Are we not of the world? What does that mean? Flipping through the channels last night, I saw the first few minutes of Kinsey, the biopic about Alfred Kinsey, the sex researcher. It was a scene in which his father, played by John Lithgow, is lecturing (preaching?) about the evils of modern inventions. Electricity has led to dirty moving pictures. Telephones have made it possible for young ladies to hear the voices of their suitors right on their pillows. And zippers have given men and boys unfettered access to moral depravity. I don't know the context of the lecture in the film, but it's clear from the scene that this conservative Christian believes that followers of Jesus should refuse to modernize for the sake of their faith. I don't think that's what Jesus had in mind.

We are not commanded to become unworldly. We are, by virtue of our identity as followers of Jesus, already unworldly. We needn't look for opportunities to turn our back on innovation. But we need to remember that we do not belong here. We are, as the name of this blog implies, a long way from our true home. But I have a hard time knowing what that means, and I surely hope (and firmly believe) that it doesn't mean we should live as the Amish or Mennonites do. Is there a healthier, more balanced way for us to embrace our other-worldly identity than to give up on motorcars, electricity, telephones, and zippers? How might I preach that other-worldly identity without sounding like Kinsey's father?
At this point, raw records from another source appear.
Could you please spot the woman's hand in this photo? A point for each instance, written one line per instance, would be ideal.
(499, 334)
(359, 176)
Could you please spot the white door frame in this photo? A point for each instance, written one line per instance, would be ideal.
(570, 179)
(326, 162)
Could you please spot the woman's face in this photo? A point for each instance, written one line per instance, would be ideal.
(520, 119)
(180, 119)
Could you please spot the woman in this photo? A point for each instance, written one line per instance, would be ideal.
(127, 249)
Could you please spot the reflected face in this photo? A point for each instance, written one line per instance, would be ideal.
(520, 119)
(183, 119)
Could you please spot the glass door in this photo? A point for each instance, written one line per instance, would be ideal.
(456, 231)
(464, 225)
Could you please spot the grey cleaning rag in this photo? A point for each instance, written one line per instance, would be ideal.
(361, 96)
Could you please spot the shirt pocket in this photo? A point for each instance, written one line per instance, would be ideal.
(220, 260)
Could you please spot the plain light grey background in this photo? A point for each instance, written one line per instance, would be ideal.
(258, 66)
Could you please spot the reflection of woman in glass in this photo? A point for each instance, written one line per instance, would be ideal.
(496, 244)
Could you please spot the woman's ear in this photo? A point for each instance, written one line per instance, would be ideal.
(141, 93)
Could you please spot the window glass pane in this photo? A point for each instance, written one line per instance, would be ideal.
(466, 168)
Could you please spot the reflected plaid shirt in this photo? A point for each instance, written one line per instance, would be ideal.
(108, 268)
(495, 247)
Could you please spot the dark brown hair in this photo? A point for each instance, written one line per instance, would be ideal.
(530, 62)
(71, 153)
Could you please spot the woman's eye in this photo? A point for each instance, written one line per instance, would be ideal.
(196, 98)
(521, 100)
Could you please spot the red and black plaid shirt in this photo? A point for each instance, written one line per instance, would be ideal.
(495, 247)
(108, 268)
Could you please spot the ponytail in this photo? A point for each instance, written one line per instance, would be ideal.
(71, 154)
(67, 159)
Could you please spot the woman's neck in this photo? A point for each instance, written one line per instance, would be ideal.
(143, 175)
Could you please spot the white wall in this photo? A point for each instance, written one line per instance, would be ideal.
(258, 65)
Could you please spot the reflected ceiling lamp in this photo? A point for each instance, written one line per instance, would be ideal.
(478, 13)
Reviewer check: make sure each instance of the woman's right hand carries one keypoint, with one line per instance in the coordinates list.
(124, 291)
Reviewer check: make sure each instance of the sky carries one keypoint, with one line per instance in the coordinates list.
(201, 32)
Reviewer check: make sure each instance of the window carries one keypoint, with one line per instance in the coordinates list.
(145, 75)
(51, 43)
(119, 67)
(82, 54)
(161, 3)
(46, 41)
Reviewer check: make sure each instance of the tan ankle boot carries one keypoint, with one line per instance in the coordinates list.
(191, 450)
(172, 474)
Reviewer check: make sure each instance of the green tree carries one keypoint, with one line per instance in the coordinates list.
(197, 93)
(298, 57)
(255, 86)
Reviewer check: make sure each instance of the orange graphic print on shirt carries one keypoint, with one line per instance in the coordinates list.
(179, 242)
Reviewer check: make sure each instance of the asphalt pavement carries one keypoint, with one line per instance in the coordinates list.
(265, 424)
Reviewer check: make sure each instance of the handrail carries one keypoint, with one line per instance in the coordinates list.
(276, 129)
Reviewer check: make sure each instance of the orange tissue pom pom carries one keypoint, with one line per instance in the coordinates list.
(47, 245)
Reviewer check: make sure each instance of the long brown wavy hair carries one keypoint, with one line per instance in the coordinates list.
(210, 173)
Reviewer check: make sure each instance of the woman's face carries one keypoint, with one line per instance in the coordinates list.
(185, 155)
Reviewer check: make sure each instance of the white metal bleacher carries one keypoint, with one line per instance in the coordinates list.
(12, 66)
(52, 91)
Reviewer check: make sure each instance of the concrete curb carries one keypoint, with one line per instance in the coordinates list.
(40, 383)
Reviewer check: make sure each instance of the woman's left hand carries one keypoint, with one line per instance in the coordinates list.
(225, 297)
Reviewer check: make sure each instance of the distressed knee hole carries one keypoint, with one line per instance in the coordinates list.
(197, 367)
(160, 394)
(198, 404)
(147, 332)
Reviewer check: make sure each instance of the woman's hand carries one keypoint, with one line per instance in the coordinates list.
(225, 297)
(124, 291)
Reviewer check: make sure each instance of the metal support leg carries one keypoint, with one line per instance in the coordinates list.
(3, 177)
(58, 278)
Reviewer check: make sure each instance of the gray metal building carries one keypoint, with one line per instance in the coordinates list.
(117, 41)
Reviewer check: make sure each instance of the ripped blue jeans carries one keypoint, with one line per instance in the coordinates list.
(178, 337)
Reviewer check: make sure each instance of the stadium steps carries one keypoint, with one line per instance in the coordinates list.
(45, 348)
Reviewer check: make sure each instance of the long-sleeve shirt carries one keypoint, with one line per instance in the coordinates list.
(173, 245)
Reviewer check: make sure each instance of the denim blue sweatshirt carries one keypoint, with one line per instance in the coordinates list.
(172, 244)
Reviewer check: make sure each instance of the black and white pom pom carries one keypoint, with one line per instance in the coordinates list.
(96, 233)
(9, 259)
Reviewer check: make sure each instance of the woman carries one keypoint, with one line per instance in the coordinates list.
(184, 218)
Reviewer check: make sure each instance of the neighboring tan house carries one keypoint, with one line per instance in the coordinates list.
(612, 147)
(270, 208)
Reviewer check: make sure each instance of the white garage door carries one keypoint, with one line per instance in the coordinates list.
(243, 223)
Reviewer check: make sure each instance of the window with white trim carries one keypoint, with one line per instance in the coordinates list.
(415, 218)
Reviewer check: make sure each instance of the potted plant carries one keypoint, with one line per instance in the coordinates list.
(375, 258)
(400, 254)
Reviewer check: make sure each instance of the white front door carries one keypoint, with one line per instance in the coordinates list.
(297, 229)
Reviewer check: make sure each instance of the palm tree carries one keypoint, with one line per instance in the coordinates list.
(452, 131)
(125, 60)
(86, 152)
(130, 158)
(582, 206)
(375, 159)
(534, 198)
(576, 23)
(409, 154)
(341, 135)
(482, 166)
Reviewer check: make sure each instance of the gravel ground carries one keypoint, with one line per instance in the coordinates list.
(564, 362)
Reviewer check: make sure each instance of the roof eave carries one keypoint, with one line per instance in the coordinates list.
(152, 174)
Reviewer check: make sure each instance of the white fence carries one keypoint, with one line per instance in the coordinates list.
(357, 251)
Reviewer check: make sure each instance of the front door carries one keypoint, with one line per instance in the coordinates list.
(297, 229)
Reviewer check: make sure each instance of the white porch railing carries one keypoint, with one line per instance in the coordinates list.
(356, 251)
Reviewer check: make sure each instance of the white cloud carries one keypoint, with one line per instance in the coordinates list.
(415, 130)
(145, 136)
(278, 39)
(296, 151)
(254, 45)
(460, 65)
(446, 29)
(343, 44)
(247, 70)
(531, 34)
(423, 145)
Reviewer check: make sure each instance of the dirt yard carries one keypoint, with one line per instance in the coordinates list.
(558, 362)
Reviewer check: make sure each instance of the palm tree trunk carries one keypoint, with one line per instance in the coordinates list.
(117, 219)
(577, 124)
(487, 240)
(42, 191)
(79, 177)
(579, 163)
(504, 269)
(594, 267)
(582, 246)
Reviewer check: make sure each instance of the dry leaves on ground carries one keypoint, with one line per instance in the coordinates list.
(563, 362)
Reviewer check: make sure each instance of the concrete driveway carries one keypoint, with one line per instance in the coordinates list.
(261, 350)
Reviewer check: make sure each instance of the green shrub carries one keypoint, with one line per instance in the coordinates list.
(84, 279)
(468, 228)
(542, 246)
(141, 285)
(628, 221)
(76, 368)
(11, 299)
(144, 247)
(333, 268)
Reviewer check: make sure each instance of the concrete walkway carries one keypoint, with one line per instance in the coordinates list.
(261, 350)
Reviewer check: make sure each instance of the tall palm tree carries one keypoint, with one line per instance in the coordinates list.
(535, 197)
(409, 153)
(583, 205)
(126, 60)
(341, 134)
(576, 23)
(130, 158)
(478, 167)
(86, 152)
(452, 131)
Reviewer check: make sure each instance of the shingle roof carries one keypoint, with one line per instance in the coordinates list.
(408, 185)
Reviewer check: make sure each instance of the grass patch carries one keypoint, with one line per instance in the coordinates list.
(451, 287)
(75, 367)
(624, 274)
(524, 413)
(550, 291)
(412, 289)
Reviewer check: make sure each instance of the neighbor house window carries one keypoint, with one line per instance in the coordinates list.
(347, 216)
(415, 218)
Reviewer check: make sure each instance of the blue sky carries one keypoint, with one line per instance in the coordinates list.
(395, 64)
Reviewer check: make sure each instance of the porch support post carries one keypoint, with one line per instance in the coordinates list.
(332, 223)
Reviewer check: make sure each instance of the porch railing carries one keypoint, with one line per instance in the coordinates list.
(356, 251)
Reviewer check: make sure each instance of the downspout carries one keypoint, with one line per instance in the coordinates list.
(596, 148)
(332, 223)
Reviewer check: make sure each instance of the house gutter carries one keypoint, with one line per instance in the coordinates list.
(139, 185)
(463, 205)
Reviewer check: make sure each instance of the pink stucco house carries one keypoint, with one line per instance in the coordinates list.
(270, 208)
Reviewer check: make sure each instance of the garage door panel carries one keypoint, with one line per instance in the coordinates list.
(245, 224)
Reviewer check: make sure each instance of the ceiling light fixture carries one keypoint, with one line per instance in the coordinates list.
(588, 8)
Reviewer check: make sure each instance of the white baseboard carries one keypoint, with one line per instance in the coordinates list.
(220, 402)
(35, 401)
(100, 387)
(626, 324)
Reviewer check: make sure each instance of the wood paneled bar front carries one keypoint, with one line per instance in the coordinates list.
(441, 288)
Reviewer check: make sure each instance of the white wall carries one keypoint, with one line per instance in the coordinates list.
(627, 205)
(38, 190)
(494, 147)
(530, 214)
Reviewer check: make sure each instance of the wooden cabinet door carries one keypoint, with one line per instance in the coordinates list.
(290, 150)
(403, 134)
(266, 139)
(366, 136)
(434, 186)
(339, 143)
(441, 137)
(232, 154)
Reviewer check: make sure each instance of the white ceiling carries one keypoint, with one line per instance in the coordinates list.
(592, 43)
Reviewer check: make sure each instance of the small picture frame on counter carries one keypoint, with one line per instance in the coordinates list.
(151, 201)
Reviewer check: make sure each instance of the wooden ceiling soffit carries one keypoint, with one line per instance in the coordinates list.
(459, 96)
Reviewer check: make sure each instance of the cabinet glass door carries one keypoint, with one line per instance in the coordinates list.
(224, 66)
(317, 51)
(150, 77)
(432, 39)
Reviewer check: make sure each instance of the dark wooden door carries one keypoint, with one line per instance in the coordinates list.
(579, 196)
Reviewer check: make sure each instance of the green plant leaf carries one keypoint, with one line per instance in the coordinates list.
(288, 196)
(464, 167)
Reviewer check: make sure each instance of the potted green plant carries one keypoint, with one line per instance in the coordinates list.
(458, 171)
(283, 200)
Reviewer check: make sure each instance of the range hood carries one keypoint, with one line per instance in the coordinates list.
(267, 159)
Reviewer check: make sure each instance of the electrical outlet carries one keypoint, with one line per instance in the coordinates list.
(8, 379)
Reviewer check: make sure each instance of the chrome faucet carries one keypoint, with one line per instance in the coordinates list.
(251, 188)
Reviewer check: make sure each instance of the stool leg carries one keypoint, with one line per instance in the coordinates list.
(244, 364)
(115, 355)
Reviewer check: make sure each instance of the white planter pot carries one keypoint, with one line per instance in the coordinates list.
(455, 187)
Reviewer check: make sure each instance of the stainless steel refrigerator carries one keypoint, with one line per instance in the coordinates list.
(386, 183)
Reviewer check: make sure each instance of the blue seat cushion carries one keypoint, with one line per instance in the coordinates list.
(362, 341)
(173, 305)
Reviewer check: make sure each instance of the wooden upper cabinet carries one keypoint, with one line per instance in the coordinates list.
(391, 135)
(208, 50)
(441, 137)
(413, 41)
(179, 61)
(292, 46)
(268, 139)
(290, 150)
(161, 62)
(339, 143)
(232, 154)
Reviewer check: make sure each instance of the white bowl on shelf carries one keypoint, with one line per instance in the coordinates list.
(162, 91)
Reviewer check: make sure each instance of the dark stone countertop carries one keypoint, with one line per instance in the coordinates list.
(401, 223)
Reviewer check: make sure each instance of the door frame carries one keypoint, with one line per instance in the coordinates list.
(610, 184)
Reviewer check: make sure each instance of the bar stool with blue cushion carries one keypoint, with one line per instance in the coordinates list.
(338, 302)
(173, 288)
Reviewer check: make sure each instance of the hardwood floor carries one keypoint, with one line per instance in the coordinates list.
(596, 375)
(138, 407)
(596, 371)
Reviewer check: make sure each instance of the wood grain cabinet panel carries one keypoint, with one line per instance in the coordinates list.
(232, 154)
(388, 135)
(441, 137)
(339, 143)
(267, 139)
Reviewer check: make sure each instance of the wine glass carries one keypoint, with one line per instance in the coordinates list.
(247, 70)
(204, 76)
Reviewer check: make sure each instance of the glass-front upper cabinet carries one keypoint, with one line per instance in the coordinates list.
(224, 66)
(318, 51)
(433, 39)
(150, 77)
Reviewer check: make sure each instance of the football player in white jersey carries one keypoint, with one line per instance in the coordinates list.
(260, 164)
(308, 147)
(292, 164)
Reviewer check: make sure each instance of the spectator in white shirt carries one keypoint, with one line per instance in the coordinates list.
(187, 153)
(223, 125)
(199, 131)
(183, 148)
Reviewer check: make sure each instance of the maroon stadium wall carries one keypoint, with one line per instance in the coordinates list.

The other danger, which remains manifest in Christian culture, is the escapist approach to salvation. For many, belonging to Jesus is primarily expressed in a hope for a ticket off this planet and into heaven. But that's not Jesus' hope. He doesn't ask his Father to take us out of this world but to protect us in it. We don't belong to the world, but we belong here among it until God completes its transformation, which has begun in the exaltation of God's Son, Jesus Christ. We are to stay in the world where we don't really belong and participate in that transformation as those who have been set apart--sanctified--in God's truth. How might I preach about staying in the world without being of the world?

Given my antipathy toward this Sunday's gospel lesson, I suspect that God is calling me to spend more time reading, studying, and, when Sunday comes, listening to it and to the sermon that will be preached.